Australia casino sues Singaporean high roller to recover S$41.4 million in alleged gambling debts

Australia casino sues Singaporean high roller to recover S$41.4 million in alleged gambling debts

The Star Gold Coast
Screengrab from Google Street View of The Star Gold Coast in Queensland, Australia.

SINGAPORE: A casino in Australia is suing a Singaporean businessman to recover A$43.2 million (S$41.4 million) that he allegedly lost at its tables.

Wong Yew Choy, 55, purportedly lost the money in baccarat - a type of casino card game - at The Star Gold Coast casino in Queensland last year.

Lawyers for The Star Entertainment QLD, which runs the 33-year-old casino, said in court documents filed in February that Dr Wong had issued two cheques made payable to the casino for the sum of A$50 million in total.

The casino claims it then issued him purchase vouchers in the same value which he used to exchange for gaming chips at The Star Gold Coast last year.

Dr Wong also issued the casino a replacement cheque for the purpose of paying any outstanding sums.

Around early September last year, Dr Wong incurred debts of A$43.2 million at the casino, it said in its statement of claim. He then filled out the details in the replacement cheque for about A$45 million, but the cheque bounced.

The casino demanded payment for the A$43.2 million in December last year. It sued Dr Wong a few months later after he failed to make payment.

On top of that sum, the casino is also seeking interest at a rate of 5.33 per cent and costs.

DEFENDANT HIGHLY VALUED, RESPECTED GLOBAL CASINO PATRON, SAYS LAWYER

Dr Wong's lawyer Abraham Vergis said in his statement of defence that his client is a "highly valued and respected patron of casinos around the world" who is regularly given concessionary rebates and incentive packages by casinos.

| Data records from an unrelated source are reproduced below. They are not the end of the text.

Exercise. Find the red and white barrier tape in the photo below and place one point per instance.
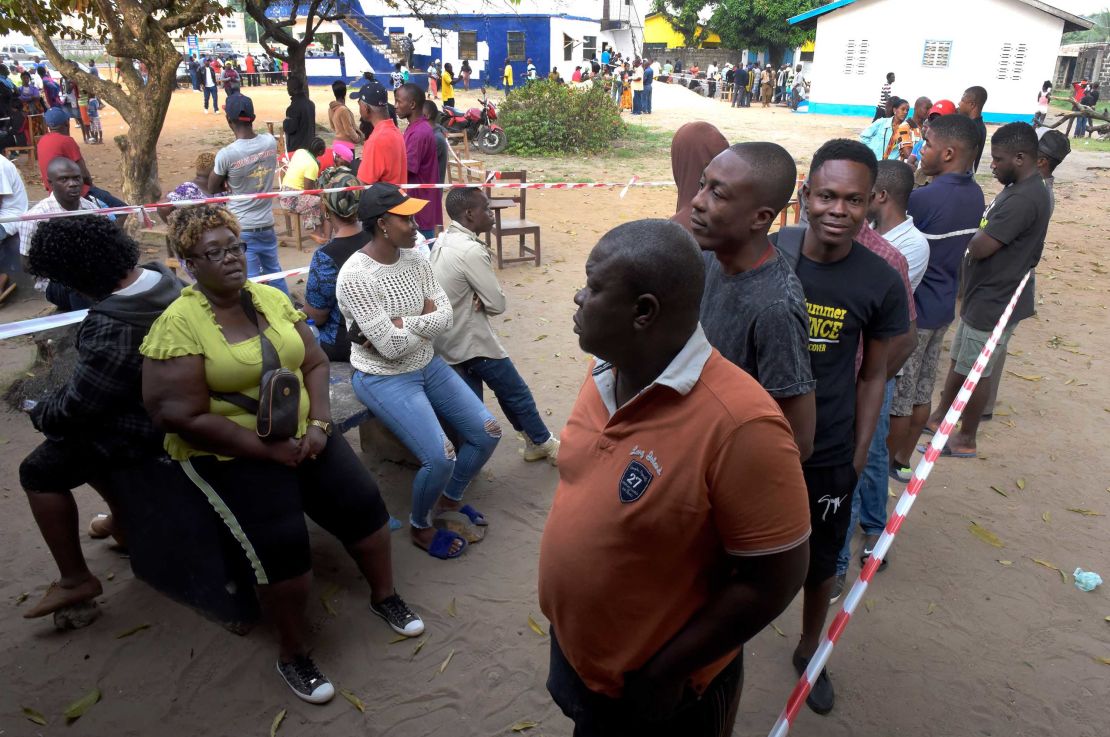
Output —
(490, 183)
(60, 320)
(901, 510)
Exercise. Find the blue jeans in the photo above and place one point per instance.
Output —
(513, 394)
(407, 405)
(869, 502)
(262, 255)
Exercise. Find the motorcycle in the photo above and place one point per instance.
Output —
(477, 124)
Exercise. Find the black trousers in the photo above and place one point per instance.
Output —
(595, 715)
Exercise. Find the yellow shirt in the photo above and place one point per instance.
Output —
(188, 327)
(302, 165)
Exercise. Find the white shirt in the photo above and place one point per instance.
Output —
(12, 194)
(912, 244)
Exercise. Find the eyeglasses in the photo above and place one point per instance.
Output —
(217, 255)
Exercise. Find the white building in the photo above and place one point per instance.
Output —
(936, 49)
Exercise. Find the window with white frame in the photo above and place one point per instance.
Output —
(937, 54)
(855, 57)
(1011, 61)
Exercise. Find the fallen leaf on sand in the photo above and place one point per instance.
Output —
(128, 633)
(276, 723)
(535, 627)
(985, 535)
(446, 660)
(73, 712)
(1086, 513)
(355, 702)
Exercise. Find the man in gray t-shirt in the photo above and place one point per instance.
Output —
(754, 309)
(246, 165)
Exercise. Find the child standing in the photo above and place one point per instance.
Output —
(96, 133)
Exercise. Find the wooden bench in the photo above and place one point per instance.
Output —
(181, 547)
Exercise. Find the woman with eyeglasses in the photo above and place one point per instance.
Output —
(201, 353)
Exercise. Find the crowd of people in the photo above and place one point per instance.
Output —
(806, 359)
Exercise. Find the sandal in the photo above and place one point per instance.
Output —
(441, 545)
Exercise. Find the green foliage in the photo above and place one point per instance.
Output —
(545, 118)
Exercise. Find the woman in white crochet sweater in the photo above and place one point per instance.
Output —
(387, 293)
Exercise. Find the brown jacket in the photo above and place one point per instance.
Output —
(342, 121)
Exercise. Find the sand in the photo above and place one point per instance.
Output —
(951, 640)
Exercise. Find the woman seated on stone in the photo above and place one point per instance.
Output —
(389, 293)
(96, 423)
(301, 174)
(207, 343)
(347, 236)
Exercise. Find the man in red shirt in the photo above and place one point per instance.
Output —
(383, 157)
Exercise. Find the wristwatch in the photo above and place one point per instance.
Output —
(322, 424)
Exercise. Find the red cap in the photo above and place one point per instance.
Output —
(942, 108)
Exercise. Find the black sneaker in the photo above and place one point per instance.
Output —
(820, 698)
(304, 678)
(399, 616)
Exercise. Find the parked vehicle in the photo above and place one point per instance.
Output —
(477, 124)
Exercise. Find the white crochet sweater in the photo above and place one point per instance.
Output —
(373, 293)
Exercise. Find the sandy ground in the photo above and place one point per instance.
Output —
(957, 637)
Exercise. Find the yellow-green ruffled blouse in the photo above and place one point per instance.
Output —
(189, 327)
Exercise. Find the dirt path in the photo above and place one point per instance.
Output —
(951, 642)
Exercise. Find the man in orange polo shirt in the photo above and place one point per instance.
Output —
(680, 522)
(383, 157)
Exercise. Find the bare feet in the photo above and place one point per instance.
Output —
(59, 596)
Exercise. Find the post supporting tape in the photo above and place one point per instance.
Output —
(886, 539)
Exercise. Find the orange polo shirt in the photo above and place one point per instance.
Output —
(653, 498)
(383, 157)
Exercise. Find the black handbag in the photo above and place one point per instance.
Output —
(278, 407)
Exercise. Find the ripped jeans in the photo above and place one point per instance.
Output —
(407, 404)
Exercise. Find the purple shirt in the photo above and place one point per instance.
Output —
(424, 169)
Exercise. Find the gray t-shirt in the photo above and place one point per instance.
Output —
(758, 321)
(249, 165)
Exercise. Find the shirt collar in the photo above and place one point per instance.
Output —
(680, 374)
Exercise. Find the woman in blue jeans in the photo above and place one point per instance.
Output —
(387, 293)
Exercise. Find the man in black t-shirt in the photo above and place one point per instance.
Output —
(1008, 244)
(754, 310)
(854, 298)
(971, 104)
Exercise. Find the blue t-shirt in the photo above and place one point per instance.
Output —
(947, 212)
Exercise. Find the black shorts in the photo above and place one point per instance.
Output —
(264, 503)
(830, 490)
(62, 465)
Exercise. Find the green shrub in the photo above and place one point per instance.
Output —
(546, 118)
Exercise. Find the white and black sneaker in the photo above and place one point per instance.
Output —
(399, 616)
(304, 678)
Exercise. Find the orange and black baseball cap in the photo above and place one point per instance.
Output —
(383, 198)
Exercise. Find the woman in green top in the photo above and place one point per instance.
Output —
(207, 343)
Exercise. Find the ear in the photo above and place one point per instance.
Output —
(647, 311)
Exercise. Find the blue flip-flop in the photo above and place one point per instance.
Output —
(442, 542)
(475, 516)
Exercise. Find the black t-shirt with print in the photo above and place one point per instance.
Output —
(859, 296)
(1018, 218)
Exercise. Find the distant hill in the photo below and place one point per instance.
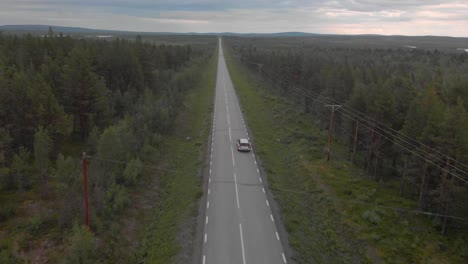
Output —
(41, 29)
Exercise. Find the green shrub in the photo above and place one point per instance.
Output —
(81, 247)
(133, 171)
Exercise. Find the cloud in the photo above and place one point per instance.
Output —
(408, 17)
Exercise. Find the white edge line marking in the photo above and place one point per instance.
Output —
(242, 243)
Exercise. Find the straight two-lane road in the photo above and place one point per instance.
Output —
(239, 226)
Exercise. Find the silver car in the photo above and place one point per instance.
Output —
(244, 145)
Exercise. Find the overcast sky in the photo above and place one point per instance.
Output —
(387, 17)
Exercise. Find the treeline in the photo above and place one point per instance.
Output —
(422, 94)
(60, 96)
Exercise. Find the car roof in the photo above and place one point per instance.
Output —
(243, 140)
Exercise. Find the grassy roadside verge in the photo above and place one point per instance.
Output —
(331, 213)
(181, 184)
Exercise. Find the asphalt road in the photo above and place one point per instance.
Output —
(239, 225)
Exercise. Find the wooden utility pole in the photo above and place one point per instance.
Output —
(355, 140)
(333, 108)
(85, 184)
(259, 65)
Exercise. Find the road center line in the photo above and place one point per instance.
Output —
(237, 193)
(232, 155)
(242, 243)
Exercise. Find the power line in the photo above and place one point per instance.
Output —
(361, 116)
(408, 210)
(309, 93)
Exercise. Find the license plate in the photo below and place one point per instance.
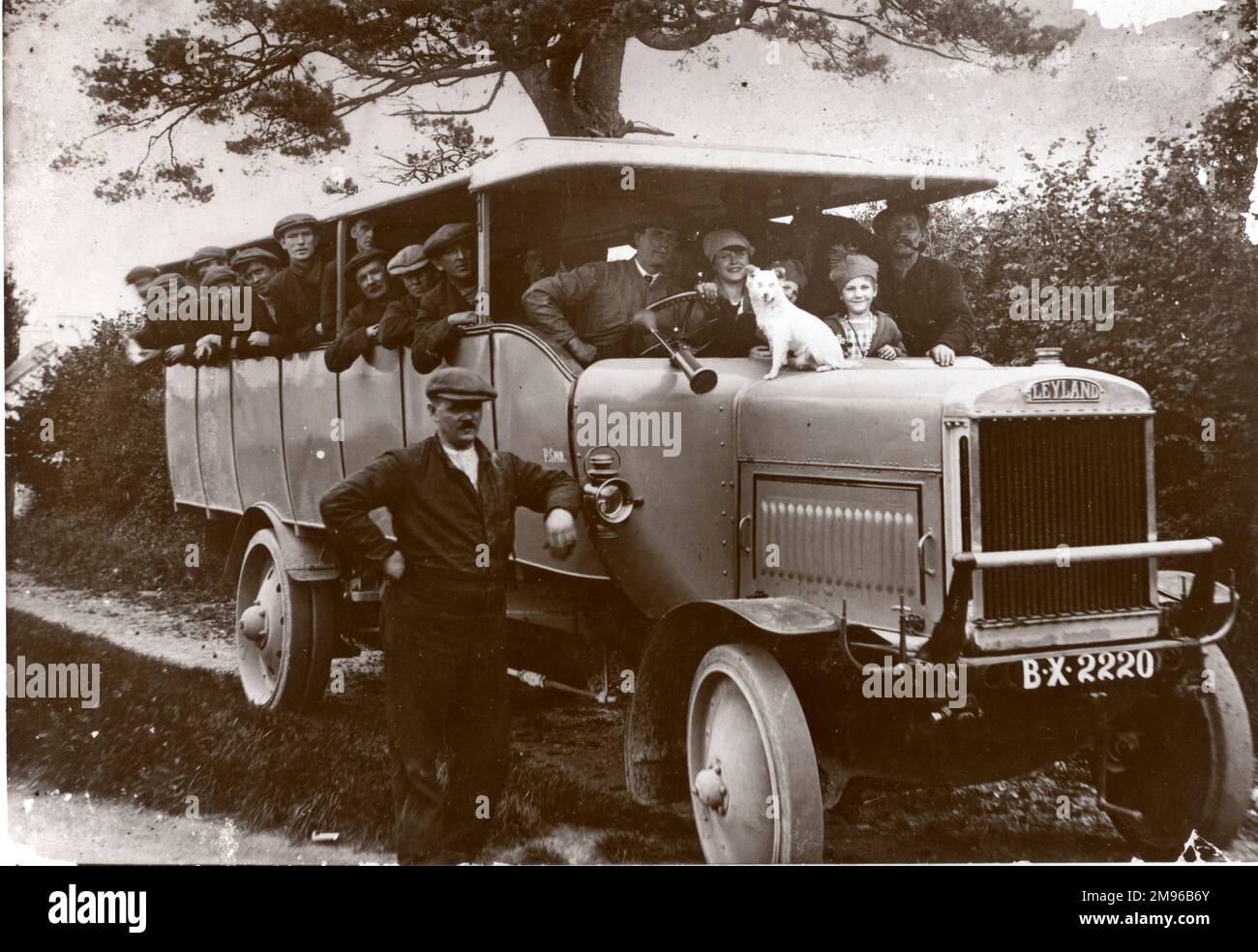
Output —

He wrote that a marketing representative from the casino sent Dr Wong numerous text messages around April 2018 to July 2018, inviting him to patronise The Star. 

The casino purportedly gave Dr Wong special rebates and incentive packages, including the use of a private jet for his trip and an upfront payment of A$100,000 to Dr Wong as "lucky money" to be used for gambling.

Dr Wong denied incurring the A$43.2 million in debt, saying instead that he had made an agreement with the casino around August 2018 that he would not have to pay for any losses incurred up to end July 2018.

He claimed that in this agreement, the casino agreed that "no further mistakes would be made by The Star's dealers" when attending to Dr Wong, and that Dr Wong would not be required to pay for any losses incurred "if there was a further mistake".

Dr Wong's lawyer said in court documents that a dealer at The Star had mistakenly exposed a hand dealt to Dr Wong instead of allowing Dr Wong to turn over his card on his own during baccarat games in his private salon at The Star in July last year.

Dr Wong highlighted this mistake, but the dealer repeated it the next day, greatly affecting Dr Wong's enjoyment of the game, his ability to play and his performance, claimed his lawyer.

"In addition, Dr Wong felt that he was the sole target of these mistakes as these mistakes did not appear to occur to other members of his entourage who were similarly gaming at The Star," wrote the lawyer.

These mistakes were acknowledged in writing by The Star's gaming area manager at Dr Wong's request.

DEFENDANT CLAIMS CASINO COO GAVE HIM GUARANTEE

After this, Dr Wong stopped gambling and instead spent time at his private salon with the other members of his entourage.

According to Dr Wong's defence statement, the chief operating officer of The Star approached Dr Wong the next day to apologise for the mistakes and ask him to continue gambling.

Dr Wong claimed he told the COO that he will not pay for any of the losses incurred up to that point on account of the mistakes made, that he will agree to continue gambling only if no further mistakes were made, and that he will not pay for any losses at all if any more mistakes were made.

According to Dr Wong, the COO agreed and gave Dr Wong a letter he asked for, guaranteeing that the mistakes had occurred and that no further ones would be made.

After receiving the letter, Dr Wong resumed his gambling but the dealer allegedly made the same mistake again. The businessman immediately stopped gambling and later instructed his bank to stop payment on the replacement cheque.

A spokesman for The Star told CNA it was "disappointed" that it has been forced to escalate the matter to Singapore's High Court.

"However, we are pursuing the debt vigorously. We would not be wasting the court's time unless we felt our position was extremely robust," said the spokesman.